Dreams of My Father

Barack Obama won the Iowa caucus last week and all I could think about was how vulnerable he is. Politically, he is a fierce competitor. There’s nothing about him that says “back down” and, even when he was hedging about whether or not he might run in 2005, his fire smoldered. He still strikes me, nevertheless, as a vulnerable man: pliable not in his manner but in his beliefs. Then again, I have a predilection for reading the people deemed “fatherless,” those people who primarily (for whatever reason) were raised by their mothers. This is not a discourse on masculinity by any means. I was raised by my mother and I feel it makes me somehow more masculine. But there’s a quiet sensitivity –perhaps even an air of capitulation — among the half-raised population. Billy Sunday of XXL Mag once wrote a blog about the effects of the fatherless generation of hip-hoppers, positing that the reason for Tupac loyalty was partly that he was an icon of the mothered children. Billy strayed dangerously off course when he insinuated the softness of that contingent. Although I’ll give him his credit for recognizing that children are susceptible to their parental influences, I won’t grant him the license to make sociological conclusions regarding that group. Still, Barack Obama is that representation and more. He employs some of the panache required to be a hip-hop spokesperson as well as the humility of a bruised boy from a Single Parent Home. Like Clinton before him, his origins play less like a sob story than an underdog drive, grind stones and all that. That’s why his campaign has taken an up-tick, surged for the dramatic. Not solely because of his oratory ebullience, but also because his story is that of a million other neglected boys and girls. When the underclass rises, it’s serious news.

In opposition to his triumphs from class dredges stands the two symbols of hip-hop fatherhood, Snoop Dogg and Reverend Run. Both of the aforementioned have a (staged) reality show which extols the necessity of fatherhood, all the while exposing the blissful ignorance of fathers long heralded in other campy shows. Reverend Run even delivers a neat moral at the end of each show to emphasize the importance of togetherness and completeness. Snoop Dogg carries on in his staged but avuncular manner, looking less like a traditional “Dad” than like the cool uncle who’ll let you smoke around him. You have Run representing the Cosby-fied, wholesome part of the binary and Snoop as the unorthodox, leftist millionaire. Run’s House is a far superior show, both scripted and organized by character appearance. Snoop Dogg’s FatherHood, I imagine, mirrors his life: a grand ride to riches with few regrets and fewer moral hang-ups. Competing ideas of fatherhood are nothing new for the television audience but black fatherhood has often taken on more of the former dullness, leaving Dad little room for ardent compassion.
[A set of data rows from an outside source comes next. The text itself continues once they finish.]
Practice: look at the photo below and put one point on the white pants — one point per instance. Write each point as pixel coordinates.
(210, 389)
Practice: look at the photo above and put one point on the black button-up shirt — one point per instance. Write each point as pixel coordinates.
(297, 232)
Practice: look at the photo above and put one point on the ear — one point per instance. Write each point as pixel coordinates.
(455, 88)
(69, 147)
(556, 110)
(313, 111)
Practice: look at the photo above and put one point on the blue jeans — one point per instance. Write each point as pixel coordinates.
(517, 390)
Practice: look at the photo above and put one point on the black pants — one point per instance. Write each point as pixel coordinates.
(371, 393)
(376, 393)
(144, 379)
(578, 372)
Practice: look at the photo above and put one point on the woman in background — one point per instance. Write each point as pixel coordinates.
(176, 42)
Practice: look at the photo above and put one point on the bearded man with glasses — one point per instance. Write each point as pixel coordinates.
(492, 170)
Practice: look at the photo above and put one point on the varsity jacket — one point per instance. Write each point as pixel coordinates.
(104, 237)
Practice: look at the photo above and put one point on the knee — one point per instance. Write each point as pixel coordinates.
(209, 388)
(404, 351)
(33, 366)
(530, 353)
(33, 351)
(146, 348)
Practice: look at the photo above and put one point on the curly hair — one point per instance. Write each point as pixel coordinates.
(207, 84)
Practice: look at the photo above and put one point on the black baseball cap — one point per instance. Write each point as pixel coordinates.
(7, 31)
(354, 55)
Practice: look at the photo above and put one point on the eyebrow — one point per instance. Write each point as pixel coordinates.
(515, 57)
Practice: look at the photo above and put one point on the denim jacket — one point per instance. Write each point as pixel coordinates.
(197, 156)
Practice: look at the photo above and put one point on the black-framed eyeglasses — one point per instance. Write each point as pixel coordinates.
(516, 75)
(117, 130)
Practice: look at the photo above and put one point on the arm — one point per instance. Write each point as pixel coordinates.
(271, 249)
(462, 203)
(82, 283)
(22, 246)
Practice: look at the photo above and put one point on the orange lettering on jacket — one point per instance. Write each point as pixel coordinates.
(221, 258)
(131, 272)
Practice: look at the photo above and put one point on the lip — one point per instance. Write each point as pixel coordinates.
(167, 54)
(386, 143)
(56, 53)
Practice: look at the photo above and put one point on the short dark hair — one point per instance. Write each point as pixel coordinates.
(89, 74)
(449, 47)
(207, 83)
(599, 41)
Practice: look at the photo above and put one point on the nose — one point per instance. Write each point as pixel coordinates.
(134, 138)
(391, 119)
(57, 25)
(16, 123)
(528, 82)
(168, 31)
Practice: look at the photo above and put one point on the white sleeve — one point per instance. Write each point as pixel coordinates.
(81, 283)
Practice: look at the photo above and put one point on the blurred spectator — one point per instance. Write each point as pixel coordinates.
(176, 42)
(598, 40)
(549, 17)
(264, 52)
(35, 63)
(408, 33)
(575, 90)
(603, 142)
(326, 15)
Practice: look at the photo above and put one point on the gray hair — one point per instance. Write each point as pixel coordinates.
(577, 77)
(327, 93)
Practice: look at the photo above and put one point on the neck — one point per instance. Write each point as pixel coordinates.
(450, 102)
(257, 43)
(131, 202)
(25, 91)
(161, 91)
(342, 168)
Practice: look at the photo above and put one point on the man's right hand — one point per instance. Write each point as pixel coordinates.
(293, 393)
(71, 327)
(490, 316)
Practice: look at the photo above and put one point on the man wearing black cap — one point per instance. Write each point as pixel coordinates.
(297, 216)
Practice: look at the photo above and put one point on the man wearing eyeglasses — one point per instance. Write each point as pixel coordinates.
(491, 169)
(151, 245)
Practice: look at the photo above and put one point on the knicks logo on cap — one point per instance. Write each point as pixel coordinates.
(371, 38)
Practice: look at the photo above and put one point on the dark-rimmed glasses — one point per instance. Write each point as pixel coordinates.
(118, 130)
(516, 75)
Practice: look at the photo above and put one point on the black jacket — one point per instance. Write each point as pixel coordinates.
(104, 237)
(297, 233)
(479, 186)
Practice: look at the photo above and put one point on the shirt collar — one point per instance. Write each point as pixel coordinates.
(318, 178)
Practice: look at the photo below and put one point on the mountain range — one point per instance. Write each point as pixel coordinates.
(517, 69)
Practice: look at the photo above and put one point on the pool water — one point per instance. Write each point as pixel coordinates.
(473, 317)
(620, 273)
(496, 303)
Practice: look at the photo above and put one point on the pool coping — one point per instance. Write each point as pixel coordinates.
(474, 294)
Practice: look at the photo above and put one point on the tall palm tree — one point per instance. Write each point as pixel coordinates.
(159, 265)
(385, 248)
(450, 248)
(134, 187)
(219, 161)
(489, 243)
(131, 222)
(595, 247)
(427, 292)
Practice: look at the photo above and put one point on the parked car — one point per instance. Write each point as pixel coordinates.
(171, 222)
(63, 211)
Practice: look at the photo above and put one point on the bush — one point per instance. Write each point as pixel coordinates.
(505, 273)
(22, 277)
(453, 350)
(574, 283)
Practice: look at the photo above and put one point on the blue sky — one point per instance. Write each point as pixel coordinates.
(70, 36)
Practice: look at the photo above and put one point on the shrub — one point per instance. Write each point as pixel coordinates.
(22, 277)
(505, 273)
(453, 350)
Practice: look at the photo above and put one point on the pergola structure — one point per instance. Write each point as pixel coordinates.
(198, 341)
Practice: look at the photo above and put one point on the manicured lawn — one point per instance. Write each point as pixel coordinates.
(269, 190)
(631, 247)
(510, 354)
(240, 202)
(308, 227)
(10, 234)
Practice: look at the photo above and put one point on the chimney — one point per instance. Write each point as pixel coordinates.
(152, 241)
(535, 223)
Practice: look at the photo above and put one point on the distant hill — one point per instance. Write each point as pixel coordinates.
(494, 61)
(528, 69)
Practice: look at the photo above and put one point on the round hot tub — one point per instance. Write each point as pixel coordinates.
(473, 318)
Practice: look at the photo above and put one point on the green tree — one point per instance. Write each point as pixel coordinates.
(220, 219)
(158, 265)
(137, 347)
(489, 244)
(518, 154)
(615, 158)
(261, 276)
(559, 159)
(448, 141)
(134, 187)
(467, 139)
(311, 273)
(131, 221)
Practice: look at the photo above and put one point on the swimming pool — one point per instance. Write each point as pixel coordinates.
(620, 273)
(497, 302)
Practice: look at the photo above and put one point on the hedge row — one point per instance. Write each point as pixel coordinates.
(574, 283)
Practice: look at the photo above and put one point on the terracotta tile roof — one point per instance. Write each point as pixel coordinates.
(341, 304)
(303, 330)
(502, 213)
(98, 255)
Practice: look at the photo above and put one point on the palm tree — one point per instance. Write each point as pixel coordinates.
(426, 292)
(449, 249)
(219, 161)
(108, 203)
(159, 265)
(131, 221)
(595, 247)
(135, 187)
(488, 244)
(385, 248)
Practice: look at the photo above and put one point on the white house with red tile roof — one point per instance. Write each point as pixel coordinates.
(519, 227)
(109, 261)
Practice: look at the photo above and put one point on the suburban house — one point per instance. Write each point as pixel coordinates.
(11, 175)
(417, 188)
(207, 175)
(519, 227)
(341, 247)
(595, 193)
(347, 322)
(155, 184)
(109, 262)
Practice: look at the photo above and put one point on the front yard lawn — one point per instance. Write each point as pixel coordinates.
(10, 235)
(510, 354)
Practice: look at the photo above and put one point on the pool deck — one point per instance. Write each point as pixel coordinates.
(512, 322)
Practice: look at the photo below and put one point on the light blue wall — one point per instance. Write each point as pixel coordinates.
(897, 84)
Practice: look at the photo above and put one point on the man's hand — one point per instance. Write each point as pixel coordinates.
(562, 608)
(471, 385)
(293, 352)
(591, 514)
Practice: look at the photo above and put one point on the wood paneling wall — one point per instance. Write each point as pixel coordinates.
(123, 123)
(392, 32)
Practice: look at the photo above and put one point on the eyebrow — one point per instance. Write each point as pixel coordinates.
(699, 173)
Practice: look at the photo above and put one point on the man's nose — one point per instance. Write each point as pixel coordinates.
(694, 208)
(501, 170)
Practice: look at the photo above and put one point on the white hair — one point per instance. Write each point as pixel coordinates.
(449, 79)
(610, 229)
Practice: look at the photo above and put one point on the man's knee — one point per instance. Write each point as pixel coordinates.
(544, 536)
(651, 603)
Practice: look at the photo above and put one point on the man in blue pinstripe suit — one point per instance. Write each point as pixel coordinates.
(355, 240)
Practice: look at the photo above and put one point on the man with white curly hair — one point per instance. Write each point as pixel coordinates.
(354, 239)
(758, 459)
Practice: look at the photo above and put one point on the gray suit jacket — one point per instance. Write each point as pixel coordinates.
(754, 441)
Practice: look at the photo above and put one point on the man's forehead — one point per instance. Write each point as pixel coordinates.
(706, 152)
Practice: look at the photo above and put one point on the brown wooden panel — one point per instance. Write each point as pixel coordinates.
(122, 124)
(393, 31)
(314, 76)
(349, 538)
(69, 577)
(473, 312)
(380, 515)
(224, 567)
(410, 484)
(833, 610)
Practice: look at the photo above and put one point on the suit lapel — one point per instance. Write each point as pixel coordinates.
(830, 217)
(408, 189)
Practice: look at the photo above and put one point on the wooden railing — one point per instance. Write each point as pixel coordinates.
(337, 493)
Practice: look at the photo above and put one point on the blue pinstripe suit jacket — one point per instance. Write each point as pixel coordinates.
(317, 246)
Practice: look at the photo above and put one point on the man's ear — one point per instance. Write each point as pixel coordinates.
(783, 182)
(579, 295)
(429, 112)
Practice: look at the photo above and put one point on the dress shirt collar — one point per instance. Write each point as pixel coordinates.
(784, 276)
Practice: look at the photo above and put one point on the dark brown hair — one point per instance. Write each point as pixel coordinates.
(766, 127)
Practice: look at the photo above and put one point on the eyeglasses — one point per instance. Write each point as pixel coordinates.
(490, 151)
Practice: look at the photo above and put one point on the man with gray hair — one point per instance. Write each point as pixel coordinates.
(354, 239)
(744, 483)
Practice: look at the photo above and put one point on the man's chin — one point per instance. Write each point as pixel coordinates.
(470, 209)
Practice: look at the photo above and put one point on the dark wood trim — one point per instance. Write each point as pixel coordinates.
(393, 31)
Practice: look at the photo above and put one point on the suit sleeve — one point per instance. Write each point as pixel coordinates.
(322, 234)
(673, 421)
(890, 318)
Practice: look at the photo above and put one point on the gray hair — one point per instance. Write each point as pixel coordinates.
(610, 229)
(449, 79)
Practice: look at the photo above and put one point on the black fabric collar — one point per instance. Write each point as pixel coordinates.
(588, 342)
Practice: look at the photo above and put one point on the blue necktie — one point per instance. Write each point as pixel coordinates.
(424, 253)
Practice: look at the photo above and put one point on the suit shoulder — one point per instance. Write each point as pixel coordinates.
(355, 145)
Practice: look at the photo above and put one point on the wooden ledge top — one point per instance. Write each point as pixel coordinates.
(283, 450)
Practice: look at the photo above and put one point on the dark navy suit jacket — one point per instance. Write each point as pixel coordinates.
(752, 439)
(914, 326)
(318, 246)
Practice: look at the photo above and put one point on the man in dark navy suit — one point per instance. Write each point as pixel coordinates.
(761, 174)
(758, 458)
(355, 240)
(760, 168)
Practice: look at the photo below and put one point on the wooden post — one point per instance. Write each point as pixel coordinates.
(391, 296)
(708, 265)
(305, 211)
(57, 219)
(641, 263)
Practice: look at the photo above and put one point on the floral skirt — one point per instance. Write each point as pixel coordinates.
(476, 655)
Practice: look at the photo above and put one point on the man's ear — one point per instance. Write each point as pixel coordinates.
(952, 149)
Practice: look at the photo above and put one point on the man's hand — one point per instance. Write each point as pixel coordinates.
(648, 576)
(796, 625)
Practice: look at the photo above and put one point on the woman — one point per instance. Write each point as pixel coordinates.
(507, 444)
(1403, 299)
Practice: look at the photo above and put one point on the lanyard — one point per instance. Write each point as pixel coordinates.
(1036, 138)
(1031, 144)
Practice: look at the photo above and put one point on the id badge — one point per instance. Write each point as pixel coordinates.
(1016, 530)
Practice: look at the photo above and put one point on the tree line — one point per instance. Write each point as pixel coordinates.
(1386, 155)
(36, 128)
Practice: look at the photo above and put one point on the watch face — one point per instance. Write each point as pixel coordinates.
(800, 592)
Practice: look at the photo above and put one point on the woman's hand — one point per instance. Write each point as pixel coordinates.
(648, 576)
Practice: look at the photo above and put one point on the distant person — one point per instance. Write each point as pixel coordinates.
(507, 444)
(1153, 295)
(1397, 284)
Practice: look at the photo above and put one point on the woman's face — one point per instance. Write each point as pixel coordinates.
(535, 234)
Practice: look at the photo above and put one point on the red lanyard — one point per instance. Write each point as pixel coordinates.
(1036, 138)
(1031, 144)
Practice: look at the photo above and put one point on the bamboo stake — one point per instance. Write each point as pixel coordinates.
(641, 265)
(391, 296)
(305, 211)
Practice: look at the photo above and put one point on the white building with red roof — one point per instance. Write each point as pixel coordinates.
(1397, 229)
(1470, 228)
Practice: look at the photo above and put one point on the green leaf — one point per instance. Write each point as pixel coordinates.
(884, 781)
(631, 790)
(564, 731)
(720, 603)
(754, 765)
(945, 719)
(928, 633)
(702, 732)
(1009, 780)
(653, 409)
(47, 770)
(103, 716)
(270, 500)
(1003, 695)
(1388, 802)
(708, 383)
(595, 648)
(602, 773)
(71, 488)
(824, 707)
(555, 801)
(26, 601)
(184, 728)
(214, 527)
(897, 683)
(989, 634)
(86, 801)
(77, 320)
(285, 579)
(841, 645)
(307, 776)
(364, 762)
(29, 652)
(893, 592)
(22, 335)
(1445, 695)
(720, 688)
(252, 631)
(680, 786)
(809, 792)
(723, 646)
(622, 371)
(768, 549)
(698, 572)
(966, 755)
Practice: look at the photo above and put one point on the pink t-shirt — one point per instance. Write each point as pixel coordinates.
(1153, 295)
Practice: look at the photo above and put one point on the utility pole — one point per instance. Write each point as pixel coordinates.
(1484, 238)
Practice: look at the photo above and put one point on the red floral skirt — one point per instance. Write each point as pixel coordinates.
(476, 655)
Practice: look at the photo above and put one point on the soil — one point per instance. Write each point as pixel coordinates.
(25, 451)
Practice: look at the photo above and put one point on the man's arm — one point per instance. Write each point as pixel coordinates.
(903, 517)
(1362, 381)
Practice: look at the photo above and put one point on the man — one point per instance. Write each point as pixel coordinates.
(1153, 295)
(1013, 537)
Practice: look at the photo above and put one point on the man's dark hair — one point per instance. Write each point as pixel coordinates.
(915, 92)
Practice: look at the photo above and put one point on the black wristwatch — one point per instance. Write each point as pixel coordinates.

It leaves me wondering what kind of dad Barack Obama is. Growing up without a father’s presence can leave an impossible hole in your heart. Obama betrays the image of a battered victim of absenteeism. The debate in the community of Obama sympathizers tends to fall on one of two predictable sides. One is the “maybe a black man can win and cure all evils” side, and the other is the “measured optimist-mostly pessimist set-him-up-to-knock-him-down too soon to tell” side. Although I understand the hopes and concerns of both, I can only look at him as a man composed of his origins. His white mother and black father came together to create a child with presidential ambitions, who fought through that biracial murkiness and some confusing times to become a symbol of blackness. Better yet, he’s a symbol of black manhood without touting his athletic skill or his ability to spit a hot sixteen. His triumph is neither imminent nor doomed, however. I have a planned meeting with my mostly absent father on his 60th birthday. If I’m bold enough, I’ll travel to see him in Florida and celebrate another year for him as well as try to mend some bridges that were long decrepit. At some point in his life, Barack Obama must have made peace with his father, however begrudgingly. Taking a page out of his book might lead me to greener pastures, to heights of black symbolism, to new representations of my manhood.

For that, I thank him for being powerful and persistent. The search for black father figures will remain harried in the black community unless more Snoops and Obamas begin to emerge with changing ideas of fatherhood. A father is not always the august, austere dictator of discipline. He is not the detached jovial patter on the back. He is one half of a complex equation. He must believe in femininity just as much as he believes in masculinity. Dad has some explaining to do.